The N.C. Rate Bureau, representative of the state’s insurance companies, attributed the proposed hike to escalating costs driven by inflation, labor/material shortages due to the COVID-19 pandemic, and climate change’s impact causing more frequent and severe weather events, leading to increased property destruction.

Don Hornstein, an insurance law expert at the University of North Carolina School of Law, highlighted two additional factors: the moratorium on rate increases during the pandemic, and the cost of reinsurance, spurred by increased global weather risks.

Public Reaction and Next Steps

The proposed rate hikes, particularly the dramatic 99.4% increase for beachfront properties in certain coastal counties, sparked widespread public outrage. Causey affirmed over 24,000 email comments and hundreds of mail comments concerning the proposal were received, leading to further review and negotiation.

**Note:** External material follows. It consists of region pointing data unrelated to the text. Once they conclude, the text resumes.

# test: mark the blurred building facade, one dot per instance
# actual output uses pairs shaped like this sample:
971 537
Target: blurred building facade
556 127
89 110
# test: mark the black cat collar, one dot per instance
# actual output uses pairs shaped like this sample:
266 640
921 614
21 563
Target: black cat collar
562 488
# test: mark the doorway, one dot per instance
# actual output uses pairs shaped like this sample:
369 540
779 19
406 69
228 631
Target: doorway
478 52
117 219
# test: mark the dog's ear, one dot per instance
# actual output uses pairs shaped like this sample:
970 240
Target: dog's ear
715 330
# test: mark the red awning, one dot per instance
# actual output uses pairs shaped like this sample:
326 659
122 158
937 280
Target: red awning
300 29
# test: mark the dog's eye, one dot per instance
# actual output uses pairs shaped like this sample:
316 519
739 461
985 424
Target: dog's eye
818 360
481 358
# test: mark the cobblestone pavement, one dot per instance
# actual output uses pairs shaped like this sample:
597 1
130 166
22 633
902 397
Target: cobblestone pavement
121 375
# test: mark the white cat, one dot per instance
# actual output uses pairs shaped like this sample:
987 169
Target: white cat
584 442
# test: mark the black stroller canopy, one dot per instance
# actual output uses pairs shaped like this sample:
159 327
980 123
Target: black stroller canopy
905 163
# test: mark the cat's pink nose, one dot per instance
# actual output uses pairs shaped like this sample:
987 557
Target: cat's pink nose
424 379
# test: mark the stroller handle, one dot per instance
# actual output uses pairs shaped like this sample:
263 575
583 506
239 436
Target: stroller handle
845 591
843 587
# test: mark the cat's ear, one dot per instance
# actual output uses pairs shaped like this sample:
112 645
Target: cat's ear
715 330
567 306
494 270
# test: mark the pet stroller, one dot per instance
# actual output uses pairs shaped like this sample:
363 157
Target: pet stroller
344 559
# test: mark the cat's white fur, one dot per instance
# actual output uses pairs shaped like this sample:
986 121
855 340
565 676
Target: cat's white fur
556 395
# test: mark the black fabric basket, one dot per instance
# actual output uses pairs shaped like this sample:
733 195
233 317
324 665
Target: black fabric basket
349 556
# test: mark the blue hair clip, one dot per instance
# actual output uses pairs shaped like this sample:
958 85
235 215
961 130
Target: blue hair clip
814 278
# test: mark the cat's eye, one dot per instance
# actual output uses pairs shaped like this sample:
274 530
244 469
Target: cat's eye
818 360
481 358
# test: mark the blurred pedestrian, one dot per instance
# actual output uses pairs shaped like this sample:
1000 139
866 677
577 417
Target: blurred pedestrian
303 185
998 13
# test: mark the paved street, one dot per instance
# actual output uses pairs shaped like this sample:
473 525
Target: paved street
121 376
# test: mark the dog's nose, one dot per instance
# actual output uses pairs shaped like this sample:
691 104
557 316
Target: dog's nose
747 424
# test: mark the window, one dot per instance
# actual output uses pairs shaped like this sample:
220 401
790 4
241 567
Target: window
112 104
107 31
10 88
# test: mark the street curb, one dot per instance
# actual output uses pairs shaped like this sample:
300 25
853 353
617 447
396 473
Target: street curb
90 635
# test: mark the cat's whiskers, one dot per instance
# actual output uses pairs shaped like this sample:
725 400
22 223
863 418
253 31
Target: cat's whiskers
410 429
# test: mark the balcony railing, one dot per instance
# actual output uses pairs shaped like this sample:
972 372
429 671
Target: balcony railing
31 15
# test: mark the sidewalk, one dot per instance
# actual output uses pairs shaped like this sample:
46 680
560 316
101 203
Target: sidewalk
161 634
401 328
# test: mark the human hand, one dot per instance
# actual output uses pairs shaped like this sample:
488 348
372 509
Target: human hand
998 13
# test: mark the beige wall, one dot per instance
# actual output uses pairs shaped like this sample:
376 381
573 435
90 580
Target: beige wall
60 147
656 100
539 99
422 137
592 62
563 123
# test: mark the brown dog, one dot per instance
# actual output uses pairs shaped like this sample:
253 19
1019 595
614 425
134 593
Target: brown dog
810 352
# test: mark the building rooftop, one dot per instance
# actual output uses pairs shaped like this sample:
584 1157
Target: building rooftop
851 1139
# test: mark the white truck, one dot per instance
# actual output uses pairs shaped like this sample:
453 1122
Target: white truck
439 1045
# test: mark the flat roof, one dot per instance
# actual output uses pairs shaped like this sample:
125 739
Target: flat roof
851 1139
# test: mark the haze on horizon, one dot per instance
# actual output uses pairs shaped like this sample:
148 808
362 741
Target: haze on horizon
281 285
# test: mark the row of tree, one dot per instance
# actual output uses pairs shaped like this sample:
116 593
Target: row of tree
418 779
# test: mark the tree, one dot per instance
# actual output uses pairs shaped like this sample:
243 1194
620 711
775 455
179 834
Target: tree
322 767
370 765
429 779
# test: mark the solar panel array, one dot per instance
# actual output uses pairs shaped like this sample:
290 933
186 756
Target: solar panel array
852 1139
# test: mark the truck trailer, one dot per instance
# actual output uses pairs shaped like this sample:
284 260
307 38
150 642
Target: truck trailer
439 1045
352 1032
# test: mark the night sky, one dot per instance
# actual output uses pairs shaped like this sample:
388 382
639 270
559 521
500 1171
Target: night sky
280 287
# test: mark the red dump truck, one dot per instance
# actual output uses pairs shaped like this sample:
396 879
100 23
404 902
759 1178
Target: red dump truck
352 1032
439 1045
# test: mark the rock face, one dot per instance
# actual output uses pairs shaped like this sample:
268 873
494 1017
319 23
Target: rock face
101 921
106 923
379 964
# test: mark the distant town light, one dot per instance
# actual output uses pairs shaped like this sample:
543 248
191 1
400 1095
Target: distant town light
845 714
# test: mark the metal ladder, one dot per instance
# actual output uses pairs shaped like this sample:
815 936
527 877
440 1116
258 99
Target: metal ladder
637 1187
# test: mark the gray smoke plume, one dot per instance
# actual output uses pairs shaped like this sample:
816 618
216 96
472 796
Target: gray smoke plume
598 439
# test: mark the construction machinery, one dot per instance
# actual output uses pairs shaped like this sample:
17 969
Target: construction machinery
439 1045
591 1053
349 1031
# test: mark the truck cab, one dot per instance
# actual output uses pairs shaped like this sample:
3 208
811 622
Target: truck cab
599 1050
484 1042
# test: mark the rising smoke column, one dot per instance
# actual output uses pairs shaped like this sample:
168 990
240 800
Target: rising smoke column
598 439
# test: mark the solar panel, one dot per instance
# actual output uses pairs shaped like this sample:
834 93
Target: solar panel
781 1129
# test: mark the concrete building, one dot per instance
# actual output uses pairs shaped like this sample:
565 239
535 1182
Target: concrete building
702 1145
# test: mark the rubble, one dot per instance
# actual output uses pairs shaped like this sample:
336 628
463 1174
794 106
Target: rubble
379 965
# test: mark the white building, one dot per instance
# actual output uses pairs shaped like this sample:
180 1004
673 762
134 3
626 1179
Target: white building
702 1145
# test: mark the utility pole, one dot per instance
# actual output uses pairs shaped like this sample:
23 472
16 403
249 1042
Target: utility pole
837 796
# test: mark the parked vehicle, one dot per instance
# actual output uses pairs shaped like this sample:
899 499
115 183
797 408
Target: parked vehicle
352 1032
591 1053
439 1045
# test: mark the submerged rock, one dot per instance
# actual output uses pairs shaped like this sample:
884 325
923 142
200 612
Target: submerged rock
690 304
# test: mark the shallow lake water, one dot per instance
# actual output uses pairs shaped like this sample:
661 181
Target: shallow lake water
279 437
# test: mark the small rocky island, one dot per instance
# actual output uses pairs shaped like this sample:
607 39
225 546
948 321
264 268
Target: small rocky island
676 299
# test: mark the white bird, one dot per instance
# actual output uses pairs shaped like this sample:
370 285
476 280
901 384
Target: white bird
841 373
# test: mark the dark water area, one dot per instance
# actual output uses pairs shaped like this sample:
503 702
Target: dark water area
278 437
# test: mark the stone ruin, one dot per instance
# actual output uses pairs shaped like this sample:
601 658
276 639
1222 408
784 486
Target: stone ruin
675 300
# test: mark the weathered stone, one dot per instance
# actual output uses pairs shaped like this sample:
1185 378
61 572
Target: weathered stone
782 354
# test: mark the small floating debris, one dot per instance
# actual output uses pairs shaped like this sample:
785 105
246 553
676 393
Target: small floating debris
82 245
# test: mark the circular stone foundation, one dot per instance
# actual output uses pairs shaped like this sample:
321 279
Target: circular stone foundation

As part of North Carolina’s regulated homeowner and auto insurance markets, the insurance commissioner has the authority to reject the rate bureau’s proposal and schedule a hearing, which Causey has done for Oct. 7.

Given the upcoming election in which Causey is seeking re-election, these hearings could serve as a platform to confront the proposed rate increase. However, Hornstein suggests there will likely be negotiations between state regulators and industry to balance the needs of property owners and industry.

Hornstein warns that without a balance, North Carolina’s insurance market might resemble Florida, Louisiana, or even California, where insurance companies have left due to disaster exposure risks.

“If insurers don’t feel they have enough rates, they will cancel policies or pull out,” Hornstein said, referring to Nationwide‘s non-renewal of over 10,500 policies in the state last year, primarily due to hurricane concerns.